John Podesta did what seemed like the smart thing at the time, he asked Clinton campaign IT about the email. IT told him is was legit. It wasn’t.
The AP reports, Emails show how Clinton campaign chair was apparently hacked
New evidence appears to show how hackers earlier this year stole more than 50,000 emails of Hillary Clinton’s campaign chairman, an audacious electronic attack blamed on Russia’s government and one that has resulted in embarrassing political disclosures about Democrats in the final weeks before the U.S. presidential election.
The hackers sent John Podesta an official-looking email on Saturday, March 19, that appeared to come from Google. It warned that someone in Ukraine had obtained Podesta’s personal Gmail password and tried unsuccessfully to log in, and it directed him to a website where he should “change your password immediately.”
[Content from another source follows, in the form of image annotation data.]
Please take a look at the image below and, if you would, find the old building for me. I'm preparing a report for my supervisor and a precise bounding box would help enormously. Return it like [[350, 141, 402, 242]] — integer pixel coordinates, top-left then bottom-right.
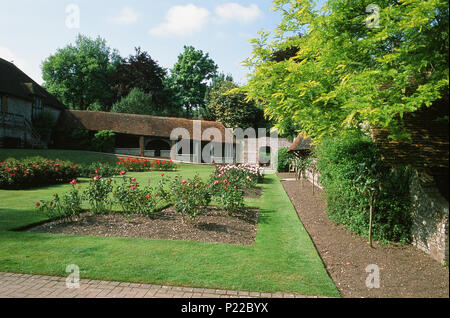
[[0, 58, 65, 148]]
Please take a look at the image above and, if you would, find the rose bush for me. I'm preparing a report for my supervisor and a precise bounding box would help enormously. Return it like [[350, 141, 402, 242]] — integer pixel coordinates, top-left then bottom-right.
[[35, 180, 83, 220], [83, 176, 114, 214], [113, 177, 156, 215], [0, 157, 81, 189]]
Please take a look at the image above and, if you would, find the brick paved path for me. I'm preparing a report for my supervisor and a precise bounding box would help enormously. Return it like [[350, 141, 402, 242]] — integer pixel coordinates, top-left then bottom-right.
[[0, 272, 315, 298]]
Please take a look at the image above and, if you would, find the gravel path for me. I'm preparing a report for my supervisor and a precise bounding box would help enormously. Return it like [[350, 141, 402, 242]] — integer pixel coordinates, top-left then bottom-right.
[[279, 173, 449, 298]]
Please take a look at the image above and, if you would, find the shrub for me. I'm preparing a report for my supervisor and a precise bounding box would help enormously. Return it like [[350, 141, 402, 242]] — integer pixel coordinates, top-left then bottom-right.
[[36, 180, 83, 220], [81, 162, 120, 178], [316, 135, 411, 242], [210, 164, 262, 189], [117, 158, 178, 172], [114, 177, 156, 215], [83, 176, 113, 214], [277, 147, 295, 172], [170, 175, 211, 220], [92, 130, 116, 152], [0, 157, 81, 189], [210, 177, 244, 215]]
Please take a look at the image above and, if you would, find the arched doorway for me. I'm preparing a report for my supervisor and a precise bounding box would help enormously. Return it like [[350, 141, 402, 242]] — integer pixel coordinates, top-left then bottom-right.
[[145, 139, 171, 158], [258, 146, 272, 167]]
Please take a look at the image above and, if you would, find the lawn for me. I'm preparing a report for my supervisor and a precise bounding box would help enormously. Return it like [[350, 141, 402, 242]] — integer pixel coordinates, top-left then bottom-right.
[[0, 152, 339, 296]]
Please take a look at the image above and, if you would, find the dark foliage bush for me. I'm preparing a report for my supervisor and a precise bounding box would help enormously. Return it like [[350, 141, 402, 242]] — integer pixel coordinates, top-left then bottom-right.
[[92, 130, 116, 152], [316, 135, 411, 243], [277, 147, 295, 172]]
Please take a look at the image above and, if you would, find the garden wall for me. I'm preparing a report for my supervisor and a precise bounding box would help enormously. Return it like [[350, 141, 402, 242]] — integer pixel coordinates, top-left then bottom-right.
[[410, 171, 449, 264]]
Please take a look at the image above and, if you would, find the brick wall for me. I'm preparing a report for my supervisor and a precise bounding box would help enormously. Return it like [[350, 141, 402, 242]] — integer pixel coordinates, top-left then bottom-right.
[[410, 172, 449, 264]]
Podesta’s chief of staff, Sara Latham, forwarded the email to the operations help desk of Clinton’s campaign, where staffer Charles Delavan in Brooklyn, New York, wrote back 25 minutes later, “This is a legitimate email. John needs to change his password immediately.”
But the email was not authentic.
The link to the website where Podesta was encouraged to change his Gmail password actually directed him instead to a computer in the Netherlands with a web address associated with Tokelau, a territory of New Zealand located in the South Pacific. The hackers carefully disguised the link using a service that shortens lengthy online addresses. But even for anyone checking more diligently, the address — “google.com-securitysettingpage” — was crafted to appear genuine.
In the email, the hackers even provided an Internet address of the purported Ukrainian hacker that actually traced to a mobile communications provider in Ukraine. It was also notable that the hackers struck Podesta on a weekend morning, when organizations typically have fewer resources to investigate and respond to reports of such problems. Delavan, the campaign help-desk staffer, did not respond immediately to the AP’s questions about his actions that day.